Новое геологическое начальство в Якутске решило ознакомиться, чем занимаются переданные им геологические организации, отошедшие к ним от Дальстроя, и теперь подчиненные Якутскому геологическому управлению Министерства геологии РСФСР. Кроме личного знакомства с руководителями служб, намечались и обзорные доклады о выполненных работах, при этом требовалось в письменной форме изложить краткие характеристики на основных специалистов экспедиции. Мой доклад вызвал определенный интерес у геологов и геофизиков Якутска. Тем более что делался он по закрытой ранее территории Дальстроя, и какие работы там велись, им было неизвестно. Но самый большой фурор вызвал список руководящих работников экспедиции, составленный мною. Кроме общих анкетных данных, года рождения, образования, занимаемой должности и т. п., имелись краткие сведения об основных, как мне казалось, особенностях служебной деятельности того или иного лица. Здесь были такие перлы, которые привели в восторг всех, кто их читал. Так об одном начальнике партии было сказано: "немного легкомыслен, не аккуратен в работе и не любит ее". И это все. Или о другом: "средний работник и таким останется, так как нет в нем "изюминки". А вот и совсем краткая характеристика: "аккуратен и исполнителен, и только". В таком стиле я попытался кратко охарактеризовать основных инженерно-технических работников своей экспедиции. Конечно, были и положительные, но все они были тоже до предела краткими. Правда, о себе я скромно промолчал, считая, что об этом должен сказать кто-нибудь другой. После этого в Якутском управлении меня прозвали "индигирской изюминкой", и это прозвище скоро стало известно и в Москве. По каким-то соображениям руководство Якутского геологического управления решило включить меня в состав группы специалистов по защите в Москве плана работ на 1956 год и на следующую пятилетку от имени всех действующих в республики геологических организаций.
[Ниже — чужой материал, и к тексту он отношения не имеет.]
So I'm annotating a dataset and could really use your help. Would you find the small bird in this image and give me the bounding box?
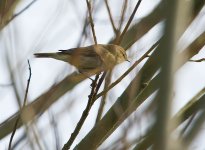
[34,44,128,74]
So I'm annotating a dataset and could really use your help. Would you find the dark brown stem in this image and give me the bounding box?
[8,60,32,150]
[62,75,99,150]
[62,73,104,150]
[95,71,112,124]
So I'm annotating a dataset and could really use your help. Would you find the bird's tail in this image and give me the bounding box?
[34,52,70,62]
[34,53,57,58]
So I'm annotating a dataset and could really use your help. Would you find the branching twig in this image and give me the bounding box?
[8,60,32,150]
[116,0,142,44]
[63,72,106,149]
[62,74,100,150]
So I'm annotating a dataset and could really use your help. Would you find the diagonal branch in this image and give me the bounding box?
[115,0,142,45]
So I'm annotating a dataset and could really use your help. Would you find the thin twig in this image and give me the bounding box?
[86,0,98,45]
[8,60,32,150]
[10,133,27,149]
[96,40,159,99]
[62,72,106,150]
[93,72,107,102]
[104,0,118,34]
[116,0,142,44]
[62,74,100,150]
[6,51,35,149]
[76,0,102,47]
[95,71,112,124]
[6,0,38,26]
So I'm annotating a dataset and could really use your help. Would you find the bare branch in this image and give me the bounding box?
[8,60,32,150]
[95,71,112,124]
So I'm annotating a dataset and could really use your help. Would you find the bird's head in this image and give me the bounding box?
[104,44,129,63]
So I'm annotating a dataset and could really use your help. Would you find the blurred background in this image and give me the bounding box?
[0,0,205,150]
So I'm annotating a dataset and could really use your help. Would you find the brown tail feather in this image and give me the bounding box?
[34,52,71,62]
[34,53,57,58]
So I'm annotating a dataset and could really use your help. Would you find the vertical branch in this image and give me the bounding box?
[95,71,112,124]
[153,0,181,149]
[8,60,32,150]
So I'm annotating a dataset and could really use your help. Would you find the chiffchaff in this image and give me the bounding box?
[34,44,129,74]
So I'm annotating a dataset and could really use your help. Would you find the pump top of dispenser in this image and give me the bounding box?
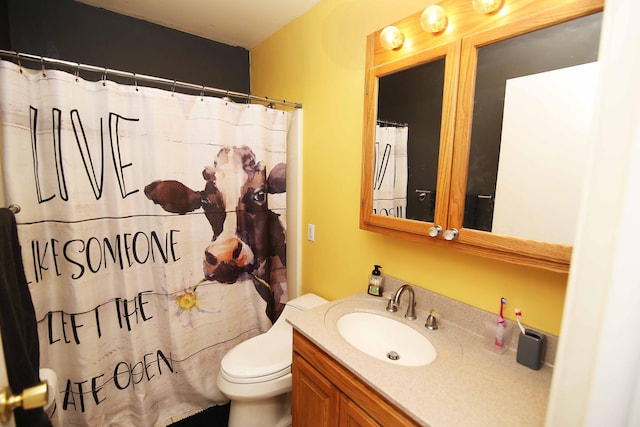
[372,265,382,276]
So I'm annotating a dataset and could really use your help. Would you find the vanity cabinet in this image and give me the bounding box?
[360,0,604,273]
[292,330,420,427]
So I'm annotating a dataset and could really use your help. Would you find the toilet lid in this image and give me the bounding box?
[220,329,292,383]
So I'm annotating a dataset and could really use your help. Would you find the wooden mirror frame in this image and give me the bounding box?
[360,0,604,273]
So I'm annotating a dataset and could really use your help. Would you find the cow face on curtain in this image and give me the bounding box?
[144,145,287,321]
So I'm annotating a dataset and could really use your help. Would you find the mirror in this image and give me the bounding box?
[464,13,603,241]
[376,58,445,222]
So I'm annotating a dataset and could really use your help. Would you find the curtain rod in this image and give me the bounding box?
[377,118,408,127]
[0,49,302,109]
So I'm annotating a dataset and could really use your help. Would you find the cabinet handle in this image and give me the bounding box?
[444,228,459,241]
[415,189,431,202]
[428,225,442,237]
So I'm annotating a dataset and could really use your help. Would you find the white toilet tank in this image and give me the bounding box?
[286,293,328,310]
[274,293,328,327]
[267,294,329,333]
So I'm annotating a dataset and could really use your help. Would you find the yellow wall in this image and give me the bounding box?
[250,0,567,336]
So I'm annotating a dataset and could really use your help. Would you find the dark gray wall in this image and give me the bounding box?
[1,0,249,95]
[0,0,9,49]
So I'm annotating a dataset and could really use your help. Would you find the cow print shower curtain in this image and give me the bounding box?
[0,59,293,426]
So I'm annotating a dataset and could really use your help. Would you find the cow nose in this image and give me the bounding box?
[203,237,255,283]
[204,251,217,267]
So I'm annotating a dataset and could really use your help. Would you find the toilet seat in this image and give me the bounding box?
[221,329,292,384]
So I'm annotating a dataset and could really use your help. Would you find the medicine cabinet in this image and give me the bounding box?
[360,0,604,273]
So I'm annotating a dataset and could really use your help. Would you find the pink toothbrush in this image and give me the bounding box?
[494,297,506,349]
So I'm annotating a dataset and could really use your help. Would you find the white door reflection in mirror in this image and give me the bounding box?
[493,62,599,245]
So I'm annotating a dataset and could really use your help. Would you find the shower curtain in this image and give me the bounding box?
[0,59,295,426]
[373,125,408,218]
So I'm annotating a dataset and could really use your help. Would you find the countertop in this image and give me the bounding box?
[288,292,553,427]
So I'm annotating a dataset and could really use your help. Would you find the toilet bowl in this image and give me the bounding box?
[40,368,63,426]
[217,293,328,427]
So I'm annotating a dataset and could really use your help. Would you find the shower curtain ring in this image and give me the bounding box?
[265,97,276,109]
[15,52,23,74]
[133,72,139,91]
[102,67,108,86]
[41,57,46,77]
[200,85,205,101]
[171,79,177,96]
[75,62,80,82]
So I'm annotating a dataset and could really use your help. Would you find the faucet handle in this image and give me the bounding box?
[383,291,397,312]
[425,309,438,330]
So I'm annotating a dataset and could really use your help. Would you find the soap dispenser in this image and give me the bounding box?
[367,265,383,296]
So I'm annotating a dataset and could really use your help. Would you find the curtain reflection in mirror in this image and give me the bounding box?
[373,122,408,218]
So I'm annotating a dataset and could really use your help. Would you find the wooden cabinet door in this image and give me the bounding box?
[292,352,340,427]
[293,331,422,427]
[339,394,380,427]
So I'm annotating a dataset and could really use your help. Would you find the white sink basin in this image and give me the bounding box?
[336,312,437,367]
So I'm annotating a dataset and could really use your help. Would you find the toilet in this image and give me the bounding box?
[217,293,328,427]
[40,368,63,426]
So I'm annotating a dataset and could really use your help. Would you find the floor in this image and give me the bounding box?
[155,404,230,427]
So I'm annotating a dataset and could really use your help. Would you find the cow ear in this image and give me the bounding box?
[144,180,203,214]
[267,163,286,194]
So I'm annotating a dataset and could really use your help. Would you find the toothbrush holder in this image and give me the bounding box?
[484,320,512,354]
[516,329,546,370]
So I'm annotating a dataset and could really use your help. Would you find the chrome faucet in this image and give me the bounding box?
[385,284,417,320]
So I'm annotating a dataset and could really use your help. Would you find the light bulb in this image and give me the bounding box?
[420,5,448,34]
[472,0,504,14]
[379,26,405,50]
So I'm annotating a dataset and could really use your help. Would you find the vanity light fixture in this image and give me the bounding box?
[472,0,504,14]
[420,5,449,34]
[379,26,405,50]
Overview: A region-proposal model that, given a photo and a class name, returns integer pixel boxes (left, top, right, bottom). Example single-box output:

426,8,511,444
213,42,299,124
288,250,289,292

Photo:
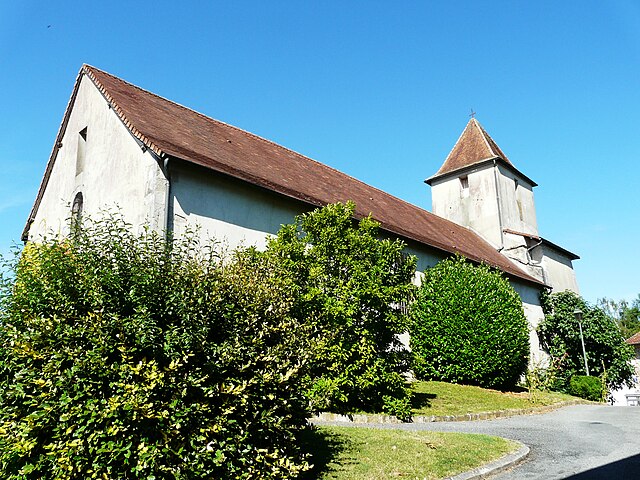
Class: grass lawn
411,380,578,417
302,426,518,479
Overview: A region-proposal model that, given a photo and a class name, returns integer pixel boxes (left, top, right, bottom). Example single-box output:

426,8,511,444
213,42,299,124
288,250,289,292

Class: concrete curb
444,441,530,480
310,399,587,424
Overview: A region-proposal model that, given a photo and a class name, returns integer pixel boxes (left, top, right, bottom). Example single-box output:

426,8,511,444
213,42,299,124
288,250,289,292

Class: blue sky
1,1,638,304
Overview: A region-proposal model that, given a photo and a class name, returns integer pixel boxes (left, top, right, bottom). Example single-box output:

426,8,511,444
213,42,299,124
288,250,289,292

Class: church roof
426,118,537,186
24,65,543,287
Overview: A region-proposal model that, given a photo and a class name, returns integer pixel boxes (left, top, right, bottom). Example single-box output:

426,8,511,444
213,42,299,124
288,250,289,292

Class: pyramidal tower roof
426,118,536,186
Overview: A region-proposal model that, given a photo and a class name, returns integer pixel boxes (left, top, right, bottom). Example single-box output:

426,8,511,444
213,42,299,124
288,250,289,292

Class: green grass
302,426,517,479
411,381,578,417
302,382,578,478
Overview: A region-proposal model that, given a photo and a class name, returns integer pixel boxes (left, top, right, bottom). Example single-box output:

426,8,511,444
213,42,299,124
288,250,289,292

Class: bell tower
426,118,580,292
426,118,539,251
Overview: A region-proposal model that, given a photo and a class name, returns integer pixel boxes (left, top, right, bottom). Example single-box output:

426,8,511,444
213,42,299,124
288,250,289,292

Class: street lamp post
574,308,590,376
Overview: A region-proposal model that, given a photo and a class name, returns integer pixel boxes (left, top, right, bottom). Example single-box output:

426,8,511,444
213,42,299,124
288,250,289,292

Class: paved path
315,405,640,479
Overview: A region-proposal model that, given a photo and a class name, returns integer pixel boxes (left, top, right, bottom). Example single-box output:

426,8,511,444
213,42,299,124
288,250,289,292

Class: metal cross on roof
469,109,476,119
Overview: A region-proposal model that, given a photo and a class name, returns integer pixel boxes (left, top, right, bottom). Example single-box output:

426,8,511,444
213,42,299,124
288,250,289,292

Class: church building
23,65,579,359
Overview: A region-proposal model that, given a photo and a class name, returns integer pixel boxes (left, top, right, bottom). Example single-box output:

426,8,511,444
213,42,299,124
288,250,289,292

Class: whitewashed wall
511,281,547,363
170,162,307,251
540,244,580,293
431,167,502,248
431,163,539,252
28,76,168,241
496,164,538,236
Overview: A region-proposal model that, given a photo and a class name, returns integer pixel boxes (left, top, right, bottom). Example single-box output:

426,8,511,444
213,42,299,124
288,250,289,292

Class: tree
261,202,417,416
409,255,530,390
597,296,640,340
0,216,314,479
538,290,635,391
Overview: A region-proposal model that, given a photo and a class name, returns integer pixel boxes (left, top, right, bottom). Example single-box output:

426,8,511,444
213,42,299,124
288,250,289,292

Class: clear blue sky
1,1,638,304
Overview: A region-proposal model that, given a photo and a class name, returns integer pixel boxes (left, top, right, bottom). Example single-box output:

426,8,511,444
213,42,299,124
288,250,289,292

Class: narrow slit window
76,127,87,176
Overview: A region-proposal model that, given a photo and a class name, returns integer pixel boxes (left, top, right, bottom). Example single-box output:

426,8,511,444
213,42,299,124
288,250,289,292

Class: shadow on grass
411,391,437,410
299,426,359,479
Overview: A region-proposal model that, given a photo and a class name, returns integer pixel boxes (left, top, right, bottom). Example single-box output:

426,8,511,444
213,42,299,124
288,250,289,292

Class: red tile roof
626,332,640,345
426,118,537,187
25,65,543,287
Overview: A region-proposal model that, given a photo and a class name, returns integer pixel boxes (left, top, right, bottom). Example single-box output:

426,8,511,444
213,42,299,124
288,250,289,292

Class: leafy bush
538,290,635,392
525,354,566,403
569,375,603,402
0,216,313,479
261,202,416,416
410,255,529,390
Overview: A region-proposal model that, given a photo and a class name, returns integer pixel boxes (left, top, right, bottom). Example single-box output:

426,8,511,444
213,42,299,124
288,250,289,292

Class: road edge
445,441,529,480
310,399,588,424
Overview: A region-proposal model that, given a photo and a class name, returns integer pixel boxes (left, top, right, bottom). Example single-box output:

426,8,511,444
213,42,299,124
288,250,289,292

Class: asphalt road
315,405,640,479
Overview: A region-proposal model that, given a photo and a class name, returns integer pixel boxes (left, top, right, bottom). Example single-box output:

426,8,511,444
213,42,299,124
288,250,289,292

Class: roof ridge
441,120,473,169
472,118,498,158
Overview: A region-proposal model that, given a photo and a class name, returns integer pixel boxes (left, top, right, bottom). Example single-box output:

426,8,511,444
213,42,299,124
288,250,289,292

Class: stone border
444,441,529,480
310,399,587,424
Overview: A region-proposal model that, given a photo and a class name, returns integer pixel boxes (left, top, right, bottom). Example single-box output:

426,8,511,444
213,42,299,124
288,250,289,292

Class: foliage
410,255,530,390
260,202,416,417
0,215,314,479
538,290,635,392
569,376,603,402
524,354,566,403
598,296,640,340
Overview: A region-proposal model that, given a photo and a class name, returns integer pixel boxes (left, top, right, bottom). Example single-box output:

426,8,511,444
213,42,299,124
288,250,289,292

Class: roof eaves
540,237,580,260
426,156,538,187
356,217,544,287
425,157,497,185
474,118,499,158
503,228,542,241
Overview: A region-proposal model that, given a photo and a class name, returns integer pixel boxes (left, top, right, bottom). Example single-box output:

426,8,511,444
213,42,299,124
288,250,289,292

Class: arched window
71,192,83,233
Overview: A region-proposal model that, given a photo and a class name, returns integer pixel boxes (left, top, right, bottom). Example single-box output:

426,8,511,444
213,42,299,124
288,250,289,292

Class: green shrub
410,255,529,390
538,290,635,392
262,202,416,416
0,216,313,479
569,375,603,401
Следует сказать, что в те годы на территории Якутии разворачива-

 

- 145 -

лись большие работы по поискам алмазов. И уже была выявлена первая кимберлитовая трубка, и алмазный ажиотаж оттеснил индигирское золото на второй план. Поэтому в Москве требовались большие усилия на доказательства необходимости финансирования поисковых геофизических работ не только на алмазы, но и другие виды рудных полезных ископаемых.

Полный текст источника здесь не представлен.